| name | abd-convert-to-markdown |
| description | Convert office documents (PDF, PPTX, DOCX, XLSX, etc.) to navigable Markdown with real headings, sections, and tables. Use when the user wants to convert a document or folder of documents to markdown, mentions "convert to markdown", "extract text", or needs source files prepared for chunking or agent context. |
| license | MIT |
| metadata | {"author":"agilebydesign","version":"1.0.0"} |
Convert to Markdown
Convert source documents to navigable Markdown — real headings, sections, and tables — so downstream tools (chunking, search) can follow structure instead of guessing it.
Supported inputs
.pdf, .pptx, .docx, .xlsx, .xls, .html, .htm, .txt, .csv, .json, .xml
How to convert
Single file
python scripts/convert_to_markdown.py --file <file_path>
Folder of documents
python scripts/convert_to_markdown.py --memory <source_folder>
Output goes to <source_folder>/markdown/, mirroring the original folder structure and filenames.
After convert: assess structure
Chunking and RAG work best when markdown has real sections (headings), not a flat wall of text.
Check: Does the output have # / ## / ### where the source had chapters or sections? Run draft_chunking_spec.py (from the abd-chunk-markdown skill) to get a structural scan report, or skim the markdown directly.
If structure is bad (few or no headings, wrong breaks):
- Tell the user clearly what failed (e.g. "almost no
##, chunking will be poor").
- Suggest a fix:
- Install PyMuPDF for PDF outline injection (
pip install pymupdf)
- Adjust env flags (
PDF_SKIP_*) per pdf-extraction-advanced.md
- Add a bespoke post-processor under
<topic_root>/scripts/ for this corpus
- Implement, run, re-check. Repeat until structure is good enough to chunk.
If it is still a wall of text after fixes: run an AI semantic pass — group sentences by meaning, identify topics/sub-topics, add headings, complete one pass, then re-review before drafting a chunking spec.
Built-in PDF post-processing
PDFs pass through pdf_markdown_post after extraction: banner collapse, conservative CHAPTER / APPENDIX / PART line promotion, optional outline alignment when PyMuPDF is installed. This is generic — corpus-specific fixes belong in <topic_root>/scripts/.

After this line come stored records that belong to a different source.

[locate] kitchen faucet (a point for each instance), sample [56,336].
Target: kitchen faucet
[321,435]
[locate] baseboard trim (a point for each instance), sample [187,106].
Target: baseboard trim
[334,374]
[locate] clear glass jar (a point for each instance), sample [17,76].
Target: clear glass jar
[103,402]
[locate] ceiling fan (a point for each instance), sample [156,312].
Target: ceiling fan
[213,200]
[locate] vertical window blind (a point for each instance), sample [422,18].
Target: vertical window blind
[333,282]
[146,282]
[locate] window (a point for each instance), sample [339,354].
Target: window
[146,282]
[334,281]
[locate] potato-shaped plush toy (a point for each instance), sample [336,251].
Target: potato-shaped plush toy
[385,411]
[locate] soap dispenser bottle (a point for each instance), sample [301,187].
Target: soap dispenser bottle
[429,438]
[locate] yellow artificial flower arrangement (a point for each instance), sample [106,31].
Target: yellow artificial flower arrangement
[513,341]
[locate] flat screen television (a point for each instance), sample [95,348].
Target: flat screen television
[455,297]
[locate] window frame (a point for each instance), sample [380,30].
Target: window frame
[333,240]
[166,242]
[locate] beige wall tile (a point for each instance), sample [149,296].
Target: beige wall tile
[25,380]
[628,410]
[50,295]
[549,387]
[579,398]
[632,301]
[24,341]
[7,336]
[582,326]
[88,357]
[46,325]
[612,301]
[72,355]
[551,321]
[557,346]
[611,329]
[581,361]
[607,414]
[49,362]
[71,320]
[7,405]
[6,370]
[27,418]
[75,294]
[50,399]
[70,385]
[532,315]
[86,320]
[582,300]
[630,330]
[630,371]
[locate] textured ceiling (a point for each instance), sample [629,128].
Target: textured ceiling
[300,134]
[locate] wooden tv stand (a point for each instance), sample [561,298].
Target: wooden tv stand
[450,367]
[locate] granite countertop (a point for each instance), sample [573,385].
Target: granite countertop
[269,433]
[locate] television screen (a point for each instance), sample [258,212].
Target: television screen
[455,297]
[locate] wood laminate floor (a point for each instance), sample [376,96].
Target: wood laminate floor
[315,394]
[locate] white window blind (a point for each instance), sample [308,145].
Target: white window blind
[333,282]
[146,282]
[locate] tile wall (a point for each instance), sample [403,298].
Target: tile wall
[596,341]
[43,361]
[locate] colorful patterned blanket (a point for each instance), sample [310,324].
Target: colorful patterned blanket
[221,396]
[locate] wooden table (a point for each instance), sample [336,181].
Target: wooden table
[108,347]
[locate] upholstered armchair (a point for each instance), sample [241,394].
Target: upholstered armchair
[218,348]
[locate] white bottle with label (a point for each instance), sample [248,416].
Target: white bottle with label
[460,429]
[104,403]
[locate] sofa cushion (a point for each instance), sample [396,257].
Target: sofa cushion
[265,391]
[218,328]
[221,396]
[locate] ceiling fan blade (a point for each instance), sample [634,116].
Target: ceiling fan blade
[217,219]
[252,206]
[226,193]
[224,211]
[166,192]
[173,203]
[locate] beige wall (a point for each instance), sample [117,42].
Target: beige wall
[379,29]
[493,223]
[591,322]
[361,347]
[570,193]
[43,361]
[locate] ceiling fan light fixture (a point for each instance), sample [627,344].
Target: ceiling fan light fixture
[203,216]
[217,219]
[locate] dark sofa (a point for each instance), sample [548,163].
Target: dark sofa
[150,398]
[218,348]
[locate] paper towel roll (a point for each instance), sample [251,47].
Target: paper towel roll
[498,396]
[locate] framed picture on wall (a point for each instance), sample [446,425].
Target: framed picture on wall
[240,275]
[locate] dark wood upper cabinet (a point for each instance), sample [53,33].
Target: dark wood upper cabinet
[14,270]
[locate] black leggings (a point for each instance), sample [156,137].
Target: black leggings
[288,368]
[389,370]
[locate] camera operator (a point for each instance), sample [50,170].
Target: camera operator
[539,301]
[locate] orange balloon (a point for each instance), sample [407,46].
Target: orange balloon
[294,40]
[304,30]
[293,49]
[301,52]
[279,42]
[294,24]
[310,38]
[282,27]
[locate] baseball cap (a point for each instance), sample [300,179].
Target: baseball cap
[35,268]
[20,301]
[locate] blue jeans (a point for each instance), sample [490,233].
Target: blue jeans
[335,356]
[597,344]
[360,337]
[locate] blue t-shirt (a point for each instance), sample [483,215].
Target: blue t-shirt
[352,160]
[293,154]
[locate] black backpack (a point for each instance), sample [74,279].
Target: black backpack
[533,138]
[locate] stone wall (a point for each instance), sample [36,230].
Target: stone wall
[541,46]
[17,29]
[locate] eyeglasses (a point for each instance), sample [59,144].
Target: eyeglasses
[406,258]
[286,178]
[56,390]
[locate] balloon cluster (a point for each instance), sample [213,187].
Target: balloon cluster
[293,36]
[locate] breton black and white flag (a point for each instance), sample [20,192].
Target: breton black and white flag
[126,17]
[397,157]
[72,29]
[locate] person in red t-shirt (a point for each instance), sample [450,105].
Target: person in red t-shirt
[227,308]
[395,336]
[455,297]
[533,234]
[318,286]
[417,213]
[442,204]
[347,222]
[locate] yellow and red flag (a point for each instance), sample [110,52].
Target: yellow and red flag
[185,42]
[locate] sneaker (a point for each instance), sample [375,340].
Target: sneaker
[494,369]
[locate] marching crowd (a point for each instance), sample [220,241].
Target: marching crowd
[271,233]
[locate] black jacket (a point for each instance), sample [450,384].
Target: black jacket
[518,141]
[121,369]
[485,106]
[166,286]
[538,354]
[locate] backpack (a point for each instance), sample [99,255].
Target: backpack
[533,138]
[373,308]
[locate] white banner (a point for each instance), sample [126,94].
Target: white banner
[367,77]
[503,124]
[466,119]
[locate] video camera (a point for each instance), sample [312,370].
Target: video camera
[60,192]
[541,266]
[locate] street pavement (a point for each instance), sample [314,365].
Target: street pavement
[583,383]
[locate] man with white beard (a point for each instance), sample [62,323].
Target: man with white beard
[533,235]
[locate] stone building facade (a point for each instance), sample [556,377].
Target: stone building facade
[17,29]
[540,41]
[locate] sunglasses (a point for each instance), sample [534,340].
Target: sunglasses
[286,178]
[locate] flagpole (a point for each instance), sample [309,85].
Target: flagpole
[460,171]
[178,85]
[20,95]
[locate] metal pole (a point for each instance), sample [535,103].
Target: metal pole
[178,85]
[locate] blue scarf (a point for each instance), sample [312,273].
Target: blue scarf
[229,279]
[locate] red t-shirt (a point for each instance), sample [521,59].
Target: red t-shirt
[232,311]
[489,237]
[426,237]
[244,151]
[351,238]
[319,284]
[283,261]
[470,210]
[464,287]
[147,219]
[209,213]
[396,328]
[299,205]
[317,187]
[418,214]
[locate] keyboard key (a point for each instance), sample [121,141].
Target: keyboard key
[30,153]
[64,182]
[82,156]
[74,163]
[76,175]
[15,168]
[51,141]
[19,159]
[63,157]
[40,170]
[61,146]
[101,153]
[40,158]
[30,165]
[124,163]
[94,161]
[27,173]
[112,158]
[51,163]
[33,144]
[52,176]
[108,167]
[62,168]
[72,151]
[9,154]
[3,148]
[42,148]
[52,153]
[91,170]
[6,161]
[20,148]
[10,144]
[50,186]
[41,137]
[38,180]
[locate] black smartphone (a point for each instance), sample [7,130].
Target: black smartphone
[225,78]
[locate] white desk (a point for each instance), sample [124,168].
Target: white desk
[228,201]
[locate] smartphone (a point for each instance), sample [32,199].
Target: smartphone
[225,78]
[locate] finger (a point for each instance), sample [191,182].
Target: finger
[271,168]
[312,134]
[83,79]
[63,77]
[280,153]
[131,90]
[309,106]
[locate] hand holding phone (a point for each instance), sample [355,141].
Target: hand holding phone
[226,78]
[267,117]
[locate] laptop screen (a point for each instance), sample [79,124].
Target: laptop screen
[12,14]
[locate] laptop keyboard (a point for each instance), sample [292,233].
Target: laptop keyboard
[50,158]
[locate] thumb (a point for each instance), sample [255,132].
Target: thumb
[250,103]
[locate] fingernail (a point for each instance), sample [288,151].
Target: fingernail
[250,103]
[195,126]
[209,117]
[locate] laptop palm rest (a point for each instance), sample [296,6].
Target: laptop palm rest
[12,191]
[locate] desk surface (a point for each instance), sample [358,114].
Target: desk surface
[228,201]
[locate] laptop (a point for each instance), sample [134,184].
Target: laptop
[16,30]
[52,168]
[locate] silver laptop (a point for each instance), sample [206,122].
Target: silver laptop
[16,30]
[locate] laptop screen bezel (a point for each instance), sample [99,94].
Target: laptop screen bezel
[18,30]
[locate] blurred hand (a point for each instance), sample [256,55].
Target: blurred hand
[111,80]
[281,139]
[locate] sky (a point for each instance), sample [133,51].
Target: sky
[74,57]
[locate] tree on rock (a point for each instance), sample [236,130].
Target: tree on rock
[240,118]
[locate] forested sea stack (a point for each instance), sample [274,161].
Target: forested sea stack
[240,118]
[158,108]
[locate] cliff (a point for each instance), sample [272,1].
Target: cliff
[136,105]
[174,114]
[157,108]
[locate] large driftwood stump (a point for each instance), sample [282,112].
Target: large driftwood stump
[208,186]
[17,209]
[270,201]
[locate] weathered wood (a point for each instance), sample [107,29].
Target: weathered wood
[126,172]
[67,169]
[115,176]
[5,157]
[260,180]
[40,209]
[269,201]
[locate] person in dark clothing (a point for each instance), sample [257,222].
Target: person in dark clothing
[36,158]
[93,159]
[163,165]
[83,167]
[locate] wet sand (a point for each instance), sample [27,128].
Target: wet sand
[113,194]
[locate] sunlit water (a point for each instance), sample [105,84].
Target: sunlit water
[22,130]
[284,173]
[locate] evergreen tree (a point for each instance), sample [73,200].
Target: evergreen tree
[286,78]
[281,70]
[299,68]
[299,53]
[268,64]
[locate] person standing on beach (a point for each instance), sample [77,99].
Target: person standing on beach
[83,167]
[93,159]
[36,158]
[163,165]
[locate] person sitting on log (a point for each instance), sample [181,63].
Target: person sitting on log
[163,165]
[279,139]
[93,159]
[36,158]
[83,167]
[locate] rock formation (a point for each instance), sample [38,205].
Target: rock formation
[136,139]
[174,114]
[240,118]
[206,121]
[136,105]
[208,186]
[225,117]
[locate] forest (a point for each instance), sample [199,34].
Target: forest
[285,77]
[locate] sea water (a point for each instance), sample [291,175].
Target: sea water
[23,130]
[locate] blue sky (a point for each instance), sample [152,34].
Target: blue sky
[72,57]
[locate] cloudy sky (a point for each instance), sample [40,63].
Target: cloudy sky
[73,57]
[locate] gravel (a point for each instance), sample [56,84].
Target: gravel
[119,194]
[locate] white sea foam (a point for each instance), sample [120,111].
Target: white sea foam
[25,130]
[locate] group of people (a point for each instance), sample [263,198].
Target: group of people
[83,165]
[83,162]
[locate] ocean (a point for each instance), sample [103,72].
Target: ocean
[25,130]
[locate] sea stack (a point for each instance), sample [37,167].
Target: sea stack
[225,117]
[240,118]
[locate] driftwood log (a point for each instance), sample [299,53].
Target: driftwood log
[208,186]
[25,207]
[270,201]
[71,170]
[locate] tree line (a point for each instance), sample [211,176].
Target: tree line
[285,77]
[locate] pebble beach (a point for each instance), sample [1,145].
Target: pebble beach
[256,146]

For deep PDF detail, see references/pdf-extraction-advanced.md.
Bespoke post-processors (corpus scripts)
When the default pipeline is not enough for a specific corpus, add scripts under <topic_root>/scripts/ (the corpus folder, not this skill's scripts/). Name them clearly (prepare_handbook_headings.py, dedupe_chapter_headers.py). Document usage in the script docstring.
Topic folder (where output goes)
Workspace policy (default corpus, config files): AGENTS.md (Workspace (topic root) — config first).
In practice: set CONTENT_MEMORY_ROOT= in conf/.secrets (same agent root as AGENTS.md), or pass --path <folder> / --memory <folder>, or cd to the corpus before running. Markdown appears under <source>/markdown/. The code reads CONTENT_MEMORY_ROOT from the process environment after config files are loaded — keep the value in conf/.secrets, not only as a manual shell export.
Dependencies
pip install "markitdown[all]"
pip install pymupdf
Gotchas
- For PDFs, the converter tries
pdf_outline_extract first (PyMuPDF + non-empty get_toc()): section text is bounded by bookmarks (often much better for two-column books). If that is not used, it falls back to MarkItDown (linear stream). Install PyMuPDF and ensure PDF_USE_MARKITDOWN_PDF is not set. See references/pdf-extraction-advanced.md (Two-column RPG).
- Running headers in PDFs repeat on every page as text;
pdf_markdown_post collapses them but may miss unusual patterns.
- PPTX charts are extracted as data tables, not images.
- The converter does not invent structure — if the source has no headings, neither will the markdown.